六条御息所(ろくじょうのみやすんどころ)も、もともとお祭りのご見物(けんぶつ)なんてなさるご性格ではない。
それなのにどうしてあの日に限って出ていらっしゃったかというと、伊勢(いせ)へ行くか都に留まるか、お決めにならないといけない日が近づいていたの。

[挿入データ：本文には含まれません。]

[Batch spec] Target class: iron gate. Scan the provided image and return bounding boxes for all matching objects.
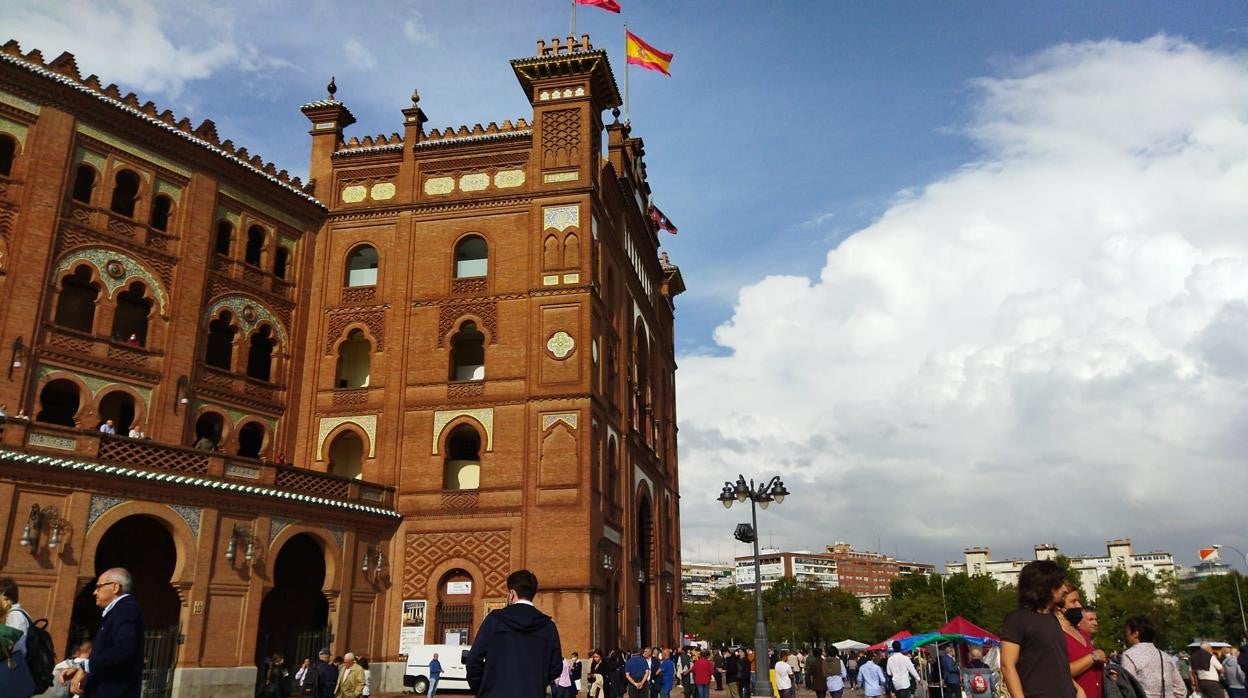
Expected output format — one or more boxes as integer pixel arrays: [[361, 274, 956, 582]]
[[142, 626, 182, 698], [293, 627, 333, 671], [433, 603, 472, 644]]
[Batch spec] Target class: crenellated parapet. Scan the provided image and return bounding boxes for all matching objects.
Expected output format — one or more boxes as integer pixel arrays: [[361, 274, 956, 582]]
[[0, 40, 312, 200]]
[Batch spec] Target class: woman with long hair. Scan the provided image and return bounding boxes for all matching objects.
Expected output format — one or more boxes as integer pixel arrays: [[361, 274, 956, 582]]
[[1001, 559, 1085, 698]]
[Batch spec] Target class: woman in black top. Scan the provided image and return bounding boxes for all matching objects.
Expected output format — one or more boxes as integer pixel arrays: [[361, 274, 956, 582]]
[[1001, 559, 1083, 698]]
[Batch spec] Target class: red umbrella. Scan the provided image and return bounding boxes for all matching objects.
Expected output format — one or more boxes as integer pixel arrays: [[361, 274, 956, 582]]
[[867, 631, 914, 651], [936, 616, 1001, 642]]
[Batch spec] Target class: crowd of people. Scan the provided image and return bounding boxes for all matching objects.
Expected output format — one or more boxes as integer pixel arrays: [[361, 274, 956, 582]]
[[256, 647, 372, 698], [0, 561, 1248, 698]]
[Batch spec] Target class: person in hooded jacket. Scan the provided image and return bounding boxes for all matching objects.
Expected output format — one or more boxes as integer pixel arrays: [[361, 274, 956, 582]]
[[464, 569, 563, 698]]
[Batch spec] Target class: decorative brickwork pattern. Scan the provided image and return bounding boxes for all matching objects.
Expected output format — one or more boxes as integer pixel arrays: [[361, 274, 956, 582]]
[[403, 531, 512, 598], [333, 390, 368, 407], [109, 345, 147, 368], [442, 492, 478, 511], [277, 468, 347, 499], [447, 381, 485, 400], [0, 206, 17, 237], [242, 381, 277, 402], [342, 286, 377, 305], [47, 331, 94, 355], [100, 438, 208, 474], [424, 151, 527, 174], [542, 109, 580, 169], [324, 306, 389, 353], [200, 371, 233, 390], [451, 276, 485, 296], [438, 300, 498, 345]]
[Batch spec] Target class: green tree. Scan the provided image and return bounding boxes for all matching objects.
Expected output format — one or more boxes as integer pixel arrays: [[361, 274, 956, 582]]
[[684, 587, 754, 644], [1179, 572, 1248, 644], [1096, 567, 1187, 651], [763, 577, 862, 647]]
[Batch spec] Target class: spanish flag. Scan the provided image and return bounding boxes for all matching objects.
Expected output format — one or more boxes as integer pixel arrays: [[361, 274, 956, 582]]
[[572, 0, 620, 14], [624, 30, 673, 77]]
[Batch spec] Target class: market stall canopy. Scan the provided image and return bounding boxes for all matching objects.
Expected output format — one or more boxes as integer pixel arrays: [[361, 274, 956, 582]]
[[867, 631, 915, 649], [936, 616, 1001, 642]]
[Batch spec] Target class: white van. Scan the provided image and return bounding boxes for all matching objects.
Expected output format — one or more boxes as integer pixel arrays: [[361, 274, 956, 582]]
[[403, 644, 468, 694]]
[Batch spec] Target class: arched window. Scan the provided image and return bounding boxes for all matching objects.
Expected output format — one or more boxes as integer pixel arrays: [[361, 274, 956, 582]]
[[213, 221, 233, 257], [347, 245, 377, 287], [542, 235, 560, 271], [35, 378, 80, 427], [100, 391, 135, 436], [442, 425, 480, 489], [195, 412, 226, 451], [203, 311, 238, 371], [238, 422, 265, 458], [607, 436, 620, 504], [451, 321, 485, 381], [563, 232, 580, 268], [247, 325, 275, 381], [433, 569, 480, 647], [243, 226, 265, 266], [74, 162, 95, 204], [273, 247, 291, 278], [456, 235, 489, 278], [112, 281, 152, 347], [151, 194, 173, 231], [109, 170, 139, 219], [329, 431, 364, 479], [0, 134, 17, 177], [56, 265, 100, 332], [334, 330, 373, 388]]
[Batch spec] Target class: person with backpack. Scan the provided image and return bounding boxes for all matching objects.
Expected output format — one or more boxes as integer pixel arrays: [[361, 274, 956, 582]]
[[0, 577, 40, 698], [806, 647, 836, 698], [962, 647, 997, 698], [816, 648, 849, 698], [52, 641, 91, 698]]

頼りの源氏(げんじ)(きみ)は、はっきりしないご態度のまま。
「行かないでほしい」
とはおっしゃらないけれど、
「私のような若造(わかぞう)は、尊いご身分のあなたに捨てられても仕方がありませんね。もう少し長い目でご覧くだされば、私の誠意もお分かりいただけると思うのですが」
と、どっちつかずのことをおっしゃる。
ご自分が悪者にはなりたくないのね。

姫宮(ひめみや)と一緒に伊勢に行ったら、世間は『源氏の君に捨てられたからだ』と笑うだろう。それに都から離れるのは心細い。かといって、姫宮だけを伊勢に行かせて私は都に留まったら、世間の笑い声を近くで聞き続けることになる>
まるで、伊勢の海で波にもてあそばれているような気がしていらっしゃったわ。
悩みに悩んでおられて、もうどうしたらよいかお決めになれない。

それで、気分転換にお祭りのご見物に出ていかれたというわけ。
だけどその出かけた先で、源氏の君の奥様と揉め事が起きてしまったのだから皮肉よね。
御息所(みやすんどころ)は何もかも嫌になってしまわれた。